Confidence and Dispersity Speak: Characterising Prediction Matrix for Unsupervised Accuracy Estimation
Weijian Deng, Yumin Suh, Stephen Gould, Liang Zheng

TL;DR
This paper introduces a method using the nuclear norm to assess model performance under distribution shifts by jointly considering prediction confidence and dispersity, leading to more accurate accuracy estimation.
Contribution
It proposes a novel approach leveraging the nuclear norm to characterize both confidence and dispersity for unsupervised accuracy estimation under distribution shifts.
Findings
Nuclear norm outperforms existing methods in accuracy estimation.
Effective across various models, datasets, and distribution shifts.

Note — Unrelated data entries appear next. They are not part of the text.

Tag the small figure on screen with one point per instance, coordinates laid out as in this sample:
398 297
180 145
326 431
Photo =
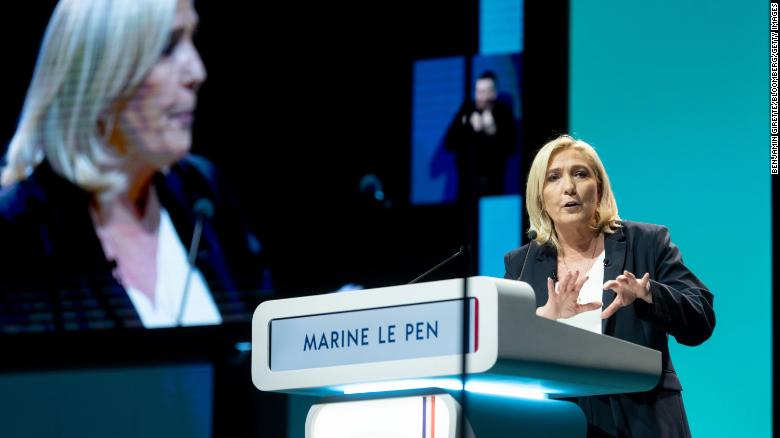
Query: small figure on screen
592 270
482 136
100 192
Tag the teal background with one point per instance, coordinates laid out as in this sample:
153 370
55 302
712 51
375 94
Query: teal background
674 95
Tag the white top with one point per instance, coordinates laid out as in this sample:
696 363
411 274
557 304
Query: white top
172 265
591 291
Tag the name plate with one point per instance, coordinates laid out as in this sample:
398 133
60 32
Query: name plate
373 335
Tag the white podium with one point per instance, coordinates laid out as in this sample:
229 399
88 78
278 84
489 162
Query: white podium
370 344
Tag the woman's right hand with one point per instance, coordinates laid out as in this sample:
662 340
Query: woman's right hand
563 301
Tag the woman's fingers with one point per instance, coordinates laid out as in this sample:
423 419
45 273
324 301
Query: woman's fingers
580 283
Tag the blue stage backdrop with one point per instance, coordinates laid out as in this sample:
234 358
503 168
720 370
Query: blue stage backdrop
675 97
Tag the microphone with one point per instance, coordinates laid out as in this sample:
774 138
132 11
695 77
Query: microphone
463 248
204 210
531 236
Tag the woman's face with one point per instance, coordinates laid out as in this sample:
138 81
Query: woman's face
155 124
570 189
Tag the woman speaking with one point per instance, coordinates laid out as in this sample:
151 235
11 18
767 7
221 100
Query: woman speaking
592 270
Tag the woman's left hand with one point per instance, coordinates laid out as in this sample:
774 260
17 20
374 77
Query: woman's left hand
628 289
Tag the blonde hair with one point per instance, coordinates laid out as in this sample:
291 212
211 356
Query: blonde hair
94 53
606 218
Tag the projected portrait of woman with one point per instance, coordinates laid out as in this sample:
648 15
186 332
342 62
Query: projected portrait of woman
100 194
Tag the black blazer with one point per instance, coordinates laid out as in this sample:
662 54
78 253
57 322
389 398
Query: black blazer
682 307
50 246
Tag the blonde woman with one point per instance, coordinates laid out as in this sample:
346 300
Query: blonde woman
592 270
99 191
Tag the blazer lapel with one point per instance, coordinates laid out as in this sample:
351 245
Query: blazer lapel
615 260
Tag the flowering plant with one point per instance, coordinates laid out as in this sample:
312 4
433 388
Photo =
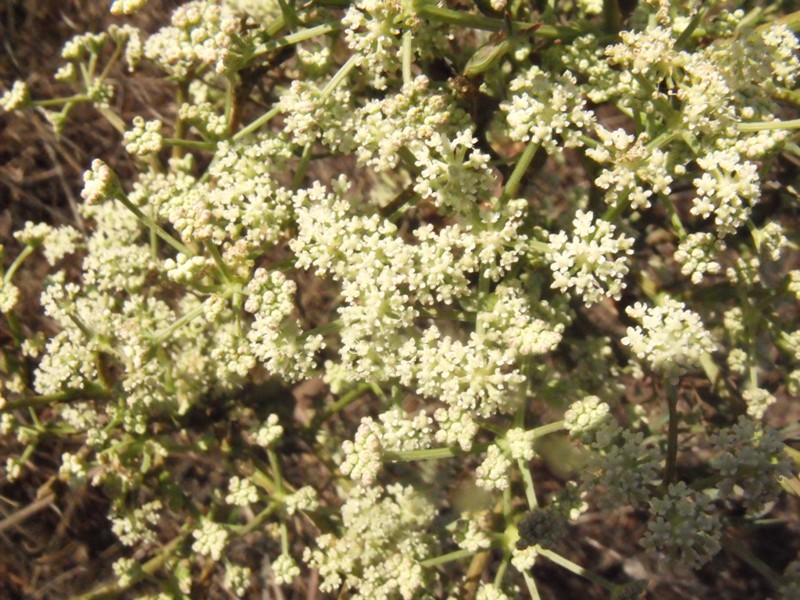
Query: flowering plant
474 231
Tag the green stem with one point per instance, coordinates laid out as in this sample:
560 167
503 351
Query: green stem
149 568
340 404
686 34
257 124
302 168
769 125
433 453
527 478
112 117
214 252
446 558
340 75
464 19
531 585
408 51
195 144
257 521
575 568
160 232
543 430
162 335
612 16
26 252
672 436
48 102
297 37
512 185
92 392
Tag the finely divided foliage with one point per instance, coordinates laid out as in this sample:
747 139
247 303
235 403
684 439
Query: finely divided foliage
482 266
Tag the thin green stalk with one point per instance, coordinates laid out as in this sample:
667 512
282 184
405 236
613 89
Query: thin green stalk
463 19
160 232
531 585
214 252
512 185
340 404
90 393
162 335
769 125
612 16
686 34
26 252
340 75
195 144
501 571
672 436
433 453
527 478
576 568
48 102
296 37
257 521
148 569
408 51
257 124
112 117
302 168
674 217
553 427
276 470
446 558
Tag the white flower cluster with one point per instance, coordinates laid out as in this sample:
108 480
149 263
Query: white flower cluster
469 535
144 138
99 183
305 499
201 33
241 492
270 432
625 465
727 189
489 591
585 416
285 569
410 118
751 460
453 172
136 526
520 443
698 255
210 539
683 527
547 110
315 114
592 262
671 338
394 432
15 98
381 547
493 472
237 579
637 171
9 296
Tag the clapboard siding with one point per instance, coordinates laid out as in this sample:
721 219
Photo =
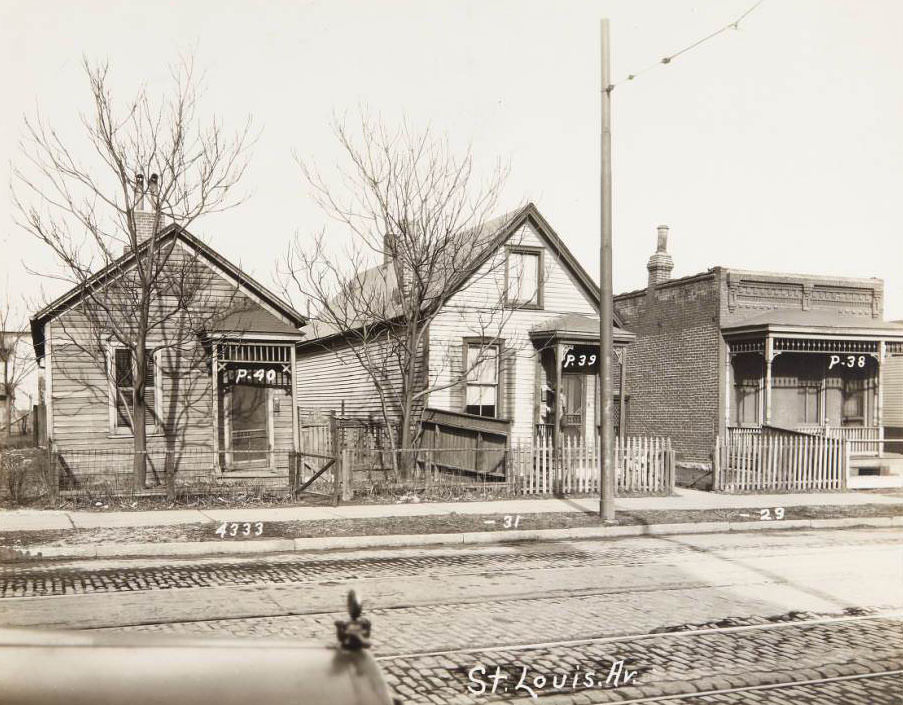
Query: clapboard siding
332 378
474 312
80 391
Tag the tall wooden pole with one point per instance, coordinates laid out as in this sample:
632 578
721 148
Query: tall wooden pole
606 432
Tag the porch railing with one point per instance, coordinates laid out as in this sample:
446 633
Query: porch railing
790 462
862 440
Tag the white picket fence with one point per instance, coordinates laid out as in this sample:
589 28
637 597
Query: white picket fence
642 466
752 463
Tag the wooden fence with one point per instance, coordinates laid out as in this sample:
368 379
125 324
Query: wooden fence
642 466
797 462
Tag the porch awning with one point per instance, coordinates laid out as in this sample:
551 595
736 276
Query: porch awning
793 322
576 327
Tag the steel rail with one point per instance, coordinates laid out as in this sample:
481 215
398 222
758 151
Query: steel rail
891 614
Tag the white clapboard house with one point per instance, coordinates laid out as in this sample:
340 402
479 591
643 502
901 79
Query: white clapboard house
220 385
525 307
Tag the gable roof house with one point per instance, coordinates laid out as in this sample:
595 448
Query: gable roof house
220 382
510 350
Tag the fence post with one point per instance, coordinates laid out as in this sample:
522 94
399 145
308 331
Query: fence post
53 475
337 455
845 469
347 476
716 466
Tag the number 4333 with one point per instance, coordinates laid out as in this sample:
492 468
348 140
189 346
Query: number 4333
235 529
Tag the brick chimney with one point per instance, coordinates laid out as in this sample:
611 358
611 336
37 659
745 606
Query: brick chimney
145 206
660 264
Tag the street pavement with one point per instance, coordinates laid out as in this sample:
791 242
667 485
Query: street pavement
682 499
778 617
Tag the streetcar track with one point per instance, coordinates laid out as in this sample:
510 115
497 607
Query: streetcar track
54 581
764 686
642 636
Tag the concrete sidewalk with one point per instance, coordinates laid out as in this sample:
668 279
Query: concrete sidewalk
684 499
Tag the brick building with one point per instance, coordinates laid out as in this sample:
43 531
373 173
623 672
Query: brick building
728 348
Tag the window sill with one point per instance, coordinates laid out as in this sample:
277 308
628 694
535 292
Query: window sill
247 474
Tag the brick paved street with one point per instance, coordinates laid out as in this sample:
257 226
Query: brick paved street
438 613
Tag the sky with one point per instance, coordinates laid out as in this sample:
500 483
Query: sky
775 147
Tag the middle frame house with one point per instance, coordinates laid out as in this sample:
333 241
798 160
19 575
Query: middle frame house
502 351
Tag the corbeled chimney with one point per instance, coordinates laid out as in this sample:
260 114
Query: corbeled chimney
660 264
145 206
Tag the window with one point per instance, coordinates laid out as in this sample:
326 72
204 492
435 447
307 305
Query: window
523 277
122 390
481 396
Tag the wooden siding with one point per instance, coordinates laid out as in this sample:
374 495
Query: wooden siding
331 378
79 394
892 414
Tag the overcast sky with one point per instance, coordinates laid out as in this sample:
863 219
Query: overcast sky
775 147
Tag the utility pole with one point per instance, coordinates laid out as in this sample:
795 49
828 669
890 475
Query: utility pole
606 432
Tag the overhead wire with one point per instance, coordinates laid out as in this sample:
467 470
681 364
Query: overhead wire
664 61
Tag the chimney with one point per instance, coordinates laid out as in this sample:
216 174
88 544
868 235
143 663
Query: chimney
660 264
145 206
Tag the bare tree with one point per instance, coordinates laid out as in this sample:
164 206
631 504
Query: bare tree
91 204
17 364
419 221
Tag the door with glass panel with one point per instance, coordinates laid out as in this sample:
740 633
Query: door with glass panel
249 426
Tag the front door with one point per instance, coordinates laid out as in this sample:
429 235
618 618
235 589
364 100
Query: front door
249 426
572 406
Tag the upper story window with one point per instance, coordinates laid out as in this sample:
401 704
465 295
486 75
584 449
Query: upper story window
122 390
482 394
523 277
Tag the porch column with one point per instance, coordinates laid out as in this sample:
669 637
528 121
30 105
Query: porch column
294 402
728 375
879 402
769 356
556 433
214 385
622 406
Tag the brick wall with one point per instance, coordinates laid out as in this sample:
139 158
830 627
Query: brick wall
673 366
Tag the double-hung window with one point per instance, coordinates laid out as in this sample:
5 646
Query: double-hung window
523 277
123 390
482 392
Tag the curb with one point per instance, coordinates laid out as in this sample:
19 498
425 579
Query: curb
222 548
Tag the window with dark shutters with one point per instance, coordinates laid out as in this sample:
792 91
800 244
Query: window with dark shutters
124 380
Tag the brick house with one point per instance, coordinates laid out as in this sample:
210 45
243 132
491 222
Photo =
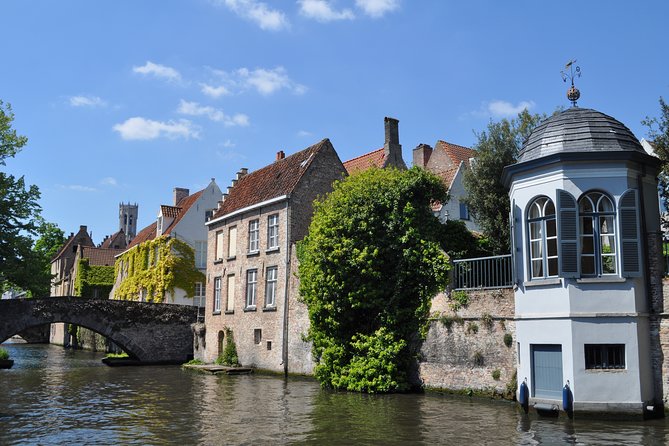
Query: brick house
179 224
252 288
390 155
449 162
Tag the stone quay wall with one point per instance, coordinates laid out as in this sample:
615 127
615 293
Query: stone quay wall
471 349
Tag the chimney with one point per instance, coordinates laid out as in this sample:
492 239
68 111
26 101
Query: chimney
421 155
391 147
179 194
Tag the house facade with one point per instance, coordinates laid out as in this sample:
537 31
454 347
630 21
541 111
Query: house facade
586 246
166 260
252 289
449 162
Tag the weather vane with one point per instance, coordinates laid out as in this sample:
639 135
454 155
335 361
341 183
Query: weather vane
574 71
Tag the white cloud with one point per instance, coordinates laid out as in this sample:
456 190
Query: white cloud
377 8
258 12
322 11
504 109
159 71
138 128
87 101
77 187
109 181
195 109
214 92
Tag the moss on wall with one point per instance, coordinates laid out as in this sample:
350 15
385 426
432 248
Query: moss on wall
155 268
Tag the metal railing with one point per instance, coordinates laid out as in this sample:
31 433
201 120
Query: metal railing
483 273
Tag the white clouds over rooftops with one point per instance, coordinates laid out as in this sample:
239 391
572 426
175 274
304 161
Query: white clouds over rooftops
322 11
138 128
195 109
86 101
159 71
257 12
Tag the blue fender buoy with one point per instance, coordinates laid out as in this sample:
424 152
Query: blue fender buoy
524 395
567 399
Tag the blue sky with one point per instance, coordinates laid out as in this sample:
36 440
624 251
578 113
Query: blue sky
125 100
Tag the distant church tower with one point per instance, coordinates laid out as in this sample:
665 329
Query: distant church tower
127 220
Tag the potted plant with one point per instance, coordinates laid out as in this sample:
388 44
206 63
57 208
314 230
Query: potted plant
5 362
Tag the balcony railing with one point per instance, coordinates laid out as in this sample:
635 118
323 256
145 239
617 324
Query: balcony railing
483 273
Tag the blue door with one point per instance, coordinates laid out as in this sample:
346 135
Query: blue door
547 371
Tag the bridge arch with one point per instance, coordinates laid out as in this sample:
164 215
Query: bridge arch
149 332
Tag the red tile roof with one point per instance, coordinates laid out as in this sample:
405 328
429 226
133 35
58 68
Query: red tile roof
375 158
272 181
100 256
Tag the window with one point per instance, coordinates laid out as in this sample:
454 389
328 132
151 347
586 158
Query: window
597 232
464 211
232 242
251 282
542 232
201 254
604 356
273 231
230 301
219 245
254 235
217 295
270 286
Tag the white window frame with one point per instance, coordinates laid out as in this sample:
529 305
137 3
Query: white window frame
271 281
273 231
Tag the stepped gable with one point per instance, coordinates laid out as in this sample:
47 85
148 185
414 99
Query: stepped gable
272 181
376 158
579 130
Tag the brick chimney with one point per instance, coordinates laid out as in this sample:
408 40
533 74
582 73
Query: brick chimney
179 194
391 147
421 155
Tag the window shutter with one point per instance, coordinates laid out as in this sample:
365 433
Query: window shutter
567 220
630 234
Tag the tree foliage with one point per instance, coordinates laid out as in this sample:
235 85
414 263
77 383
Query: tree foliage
19 216
488 198
658 134
368 270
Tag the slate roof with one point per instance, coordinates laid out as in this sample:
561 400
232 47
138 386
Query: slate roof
376 158
100 256
272 181
579 130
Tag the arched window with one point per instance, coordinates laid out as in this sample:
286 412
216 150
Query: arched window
597 231
543 238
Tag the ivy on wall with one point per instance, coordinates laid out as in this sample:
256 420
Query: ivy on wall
155 268
91 277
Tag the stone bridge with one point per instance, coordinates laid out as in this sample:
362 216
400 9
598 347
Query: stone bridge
148 332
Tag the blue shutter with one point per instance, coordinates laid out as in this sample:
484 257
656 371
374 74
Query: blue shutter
630 232
567 221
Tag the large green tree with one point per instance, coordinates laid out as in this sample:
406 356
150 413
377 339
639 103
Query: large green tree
368 270
487 198
19 213
658 134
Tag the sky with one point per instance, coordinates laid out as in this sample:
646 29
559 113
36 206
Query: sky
122 101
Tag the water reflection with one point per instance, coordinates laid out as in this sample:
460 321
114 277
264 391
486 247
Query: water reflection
57 396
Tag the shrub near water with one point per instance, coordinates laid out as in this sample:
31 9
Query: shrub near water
368 270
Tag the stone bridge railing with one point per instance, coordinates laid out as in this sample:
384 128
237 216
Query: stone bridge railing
152 333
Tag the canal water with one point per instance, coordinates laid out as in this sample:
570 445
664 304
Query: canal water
58 396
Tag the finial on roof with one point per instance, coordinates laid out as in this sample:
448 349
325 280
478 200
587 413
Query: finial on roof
574 71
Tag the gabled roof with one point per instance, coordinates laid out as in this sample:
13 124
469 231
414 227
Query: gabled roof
273 181
100 256
375 158
455 152
184 206
148 233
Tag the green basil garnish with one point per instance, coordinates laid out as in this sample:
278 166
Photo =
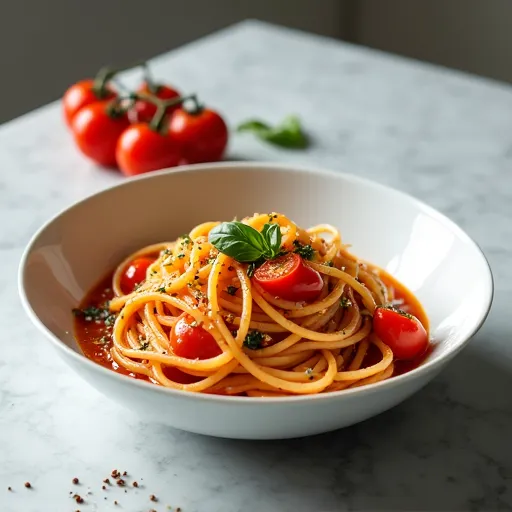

Explores alternative measures and addresses limitations under class imbalance.
Abstract
This work aims to assess how well a model performs under distribution shifts without using labels. While recent methods study prediction confidence, this work reports prediction dispersity is another informative cue. Confidence reflects whether the individual prediction is certain; dispersity indicates how the overall predictions are distributed across all categories. Our key insight is that a well-performing model should give predictions with high confidence and high dispersity. That is, we need to consider both properties so as to make more accurate estimates. To this end, we use the nuclear norm that has been shown to be effective in characterizing both properties. Extensive experiments validate the effectiveness of nuclear norm for various models (e.g., ViT and ConvNeXt), different datasets (e.g., ImageNet and CUB-200), and diverse types of distribution shifts (e.g., style shift and…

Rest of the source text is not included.